In this Expert Insight, Sanna Jousi of Diaceutics discusses patients’ perceptions of the pharmaceutical industry and diagnostic testing and the opportunity this presents for the pharma and the diagnostic industries to connect with patients.
A recent survey illustrated the perception of consumers towards the pharmaceutical industry. We will not go into the details again as you can read more here. However, this survey and others prompted us (wearing our personalized medicine hats, of course) to consider how companion diagnostics might change the nature of pharma/patient involvement. To do this, we set out using social media, to contrast the attitudes patients had about Zelboraf during a four-week period after its launch, versus another non-targeted oncology therapy during the same period shortly after its launch.
Both therapies carried the same positive reaction in about 14 per cent of patients, but a negative reaction was observed in 50 per cent of patients commenting on the non-targeted therapy versus only 17 per cent in patients commenting on Zelboraf.
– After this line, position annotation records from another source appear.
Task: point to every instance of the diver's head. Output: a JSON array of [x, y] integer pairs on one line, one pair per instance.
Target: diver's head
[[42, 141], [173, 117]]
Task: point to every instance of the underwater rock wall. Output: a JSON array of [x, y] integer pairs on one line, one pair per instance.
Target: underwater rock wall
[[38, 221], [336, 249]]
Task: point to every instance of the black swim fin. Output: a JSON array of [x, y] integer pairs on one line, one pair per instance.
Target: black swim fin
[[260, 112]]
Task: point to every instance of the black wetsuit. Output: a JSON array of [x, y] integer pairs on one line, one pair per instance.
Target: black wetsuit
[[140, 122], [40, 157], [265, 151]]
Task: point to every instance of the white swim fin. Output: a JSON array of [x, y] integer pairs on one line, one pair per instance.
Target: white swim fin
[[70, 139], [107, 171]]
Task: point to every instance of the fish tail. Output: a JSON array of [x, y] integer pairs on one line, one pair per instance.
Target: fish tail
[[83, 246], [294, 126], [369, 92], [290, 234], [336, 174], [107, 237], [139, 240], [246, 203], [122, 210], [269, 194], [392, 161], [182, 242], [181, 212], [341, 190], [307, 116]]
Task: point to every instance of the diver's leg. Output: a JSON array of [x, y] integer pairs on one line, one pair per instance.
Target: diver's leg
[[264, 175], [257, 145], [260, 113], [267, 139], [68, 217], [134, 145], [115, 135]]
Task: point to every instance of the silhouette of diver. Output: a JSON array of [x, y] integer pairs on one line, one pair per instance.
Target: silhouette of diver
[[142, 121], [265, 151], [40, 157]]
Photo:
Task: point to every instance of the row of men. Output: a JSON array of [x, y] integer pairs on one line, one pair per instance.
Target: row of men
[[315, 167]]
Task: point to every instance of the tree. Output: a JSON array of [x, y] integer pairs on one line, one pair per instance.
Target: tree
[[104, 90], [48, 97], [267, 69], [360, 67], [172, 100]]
Only 36 per cent of consumers were neutral-factual in their comments about the non-targeted therapy versus 70 per cent in Zelboraf.
We surmised this was too small a sample despite the perceptual differences in targeted versus non-targeted therapies and, as a result, we do not wish to extrapolate too much from these data points at this stage. A more extensive patient engagement initiative is underway and we will report back on that in due course.
However, as we probed around different levels of consumer engagement on social media regarding health care, we did spot something most compelling. Patients talk about diagnostics and testing four times more frequently than they talk about treatment. We have repeated this analysis several times over the past 18 months and always see the same thing. Patient activity begins not with a discussion of the right therapy, but the right test. This presents an enormous opportunity for pharma and diagnostic leaders in personalized medicine to interact with patients to discuss their testing choices. We cannot guarantee it will singlehandedly reverse the negative perception consumers have of pharma, but we do conjecture that the concept of targeted therapy and targeted companion testing opens up new opportunities to change the narrative.